Power Efficient Random Access for Massive NB-IoT Connectivity

Abstract

Sensors enabled Internet of things (IoT) has become an integral part of the modern, digital and connected ecosystem. Narrowband IoT (NB-IoT) technology is one of its economical versions preferable when low power and resource limited sensors based applications are considered. One of the major characteristics of NB-IoT technology is its offer of reliable coverage enhancement (CE) which is achieved by repeating the transmission of signals. This repeated transmission of the same signal challenges power saving in low complexity NB-IoT devices. Additionally, the NB-IoT devices are expected to suffer from congestion due to simultaneous random access procedures (RAPs) from an enormous number of devices. Multiple RAP reattempts would further reduce the power saving in NB-IoT devices. We propose a novel power efficient RAP (PE-RAP) for reducing power consumption of NB-IoT devices in a highly congested environment. The existing RAP do not differentiate the failures due to poor channel conditions or due to collision. After the RAP failure either due to collision or poor channel, the devices can apply power ramping or can transit to a higher CE level with higher repetition configuration.

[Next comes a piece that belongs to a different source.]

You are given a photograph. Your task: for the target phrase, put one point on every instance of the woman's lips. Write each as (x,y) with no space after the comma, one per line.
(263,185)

In the proposed PE-RAP, the NB-IoT devices can re-ascertain the channel conditions after an RAP attempt failure such that the impediments due to poor channel are reduced. The power increments and repetition enhancements are applied only when necessary. We probabilistically obtain the chances of RAP reattempts. Subsequently, we evaluate the average power consumption by devices in different CE levels for different repetition configurations. We validate our analysis by simulation studies.